3. Testing Plan¶
3.1. Re-verification scope¶
On every pull request, the full Ferrocene test suite is executed, which includes the tests for the core library. Therefore no impact assessment is necessary, since all tests are run anyways.
3.2. Test workflow¶
Before running the tests, the changes are reviewed by an independent Ferrocene reviewer.
The tests are executed by the CI system, which also ensures that all tests succeed.
In case of a test failure, the change author will review the CI logs and fix the problem. The change will be reviewed again and the full test suite is executed again.
3.3. Test suites¶
3.3.1. Coretests¶
The core library is primarily tested by the coretests test suite. It defines the test case and pass/fail criteria.
Although only a subset of the core library is certified, also tests for uncertified functions are executed.
One example test is coretests::slice::test_position
. It calls .position
4 times with different arguments and asserts that the results are correct:
1#[test]
2fn test_position() {
3 let b = [1, 2, 3, 5, 5];
4 assert_eq!(b.iter().position(|&v| v == 9), None);
5 assert_eq!(b.iter().position(|&v| v == 5), Some(3));
6 assert_eq!(b.iter().position(|&v| v == 3), Some(2));
7 assert_eq!(b.iter().position(|&v| v == 0), None);
8}
This test suite is executed on all qualified targets of Ferrocene.

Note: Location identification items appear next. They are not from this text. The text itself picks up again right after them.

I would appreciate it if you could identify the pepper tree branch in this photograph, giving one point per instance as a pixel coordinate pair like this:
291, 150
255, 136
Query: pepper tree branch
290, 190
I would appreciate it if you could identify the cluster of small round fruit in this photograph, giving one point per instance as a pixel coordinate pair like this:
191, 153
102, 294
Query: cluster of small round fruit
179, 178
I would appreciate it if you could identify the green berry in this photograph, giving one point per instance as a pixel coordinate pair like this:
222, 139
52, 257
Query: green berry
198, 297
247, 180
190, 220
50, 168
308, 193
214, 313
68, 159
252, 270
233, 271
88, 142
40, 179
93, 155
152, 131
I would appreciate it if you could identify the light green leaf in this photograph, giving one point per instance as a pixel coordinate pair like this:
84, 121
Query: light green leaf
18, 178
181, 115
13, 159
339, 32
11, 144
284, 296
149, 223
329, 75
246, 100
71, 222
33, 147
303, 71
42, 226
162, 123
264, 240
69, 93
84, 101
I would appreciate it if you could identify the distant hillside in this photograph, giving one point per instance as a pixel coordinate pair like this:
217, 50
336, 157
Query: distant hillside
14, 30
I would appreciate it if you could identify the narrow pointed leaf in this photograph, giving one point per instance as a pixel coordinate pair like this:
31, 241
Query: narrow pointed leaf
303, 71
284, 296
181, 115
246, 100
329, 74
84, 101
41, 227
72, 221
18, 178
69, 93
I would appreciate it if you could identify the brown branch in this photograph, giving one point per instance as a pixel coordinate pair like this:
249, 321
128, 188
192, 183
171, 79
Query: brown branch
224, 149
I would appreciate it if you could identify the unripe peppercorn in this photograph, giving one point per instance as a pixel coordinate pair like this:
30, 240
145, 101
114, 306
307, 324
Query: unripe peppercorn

The results of the coretests test suite can be found in the “Library Test Suite” section of each targets test results.
3.3.2. Doc-tests¶
Doc-tests are the code snippets in doc-comments. The doc-tests for the core library are executed as well. Note that doc-tests are not used for code coverage.
3.3.3. Code coverage tests¶
In order to gather code coverage information, an additional test run of the coretests test suite on the x86_64-unknown-linux-gnu
target is performed.
This run is different to the normal test run, because the core
library and the coretests
binary are instrumented with -Cinstrument-coverage
. This inserts llvm intrinsics into the binaries to collect code coverage information.
The collected code coverage information is compiled into a code coverage report using grcov
.
It is ensured that both the instrumented and not instrumented coretests run succeeds. This ensures that coverage instrumentation does not introduce any correctness issues.
3.3.3.1. Manual test coverage¶
If a function cannot be covered through automated tests, this function will be annotated with a comment that states the test cases the function is tested by and the function will get excluded from the code coverage report by annotating it with #[coverage(off)]
.
3.3.3.2. Line vs. function coverage¶
The coverage report does show both “line coverage” and “function coverage”.
Line coverage states how many of the lines in source code are executed at least once. This is our primary metric and we aim to achieve 100% line coverage.
Function coverage states how many functions are executed at least once. Note that one function in source code may map to more than one function in the binary. This is due to generics and macros. One generic function in source code will produce one function for each type it is used with. This is a secondary metric, and we do not aim to achieve 100% function coverage.
3.3.4. Tidy test suite¶
The tidy test suite ensures conformance with syntax and semantic rules.
3.3.5. rustc lints¶
During compilation, rustc runs the borrow checker and executes a set of lints to ensure correctness, enforce consistency and prevent common errors.
3.3.6. Integration tests¶
The core library is heavily used in the other components of the Ferrocene toolchain, e.g. in rustc
, the std
library, rustdoc
etc. The integration of the core library is tested by building and testing those components on all the supported platforms.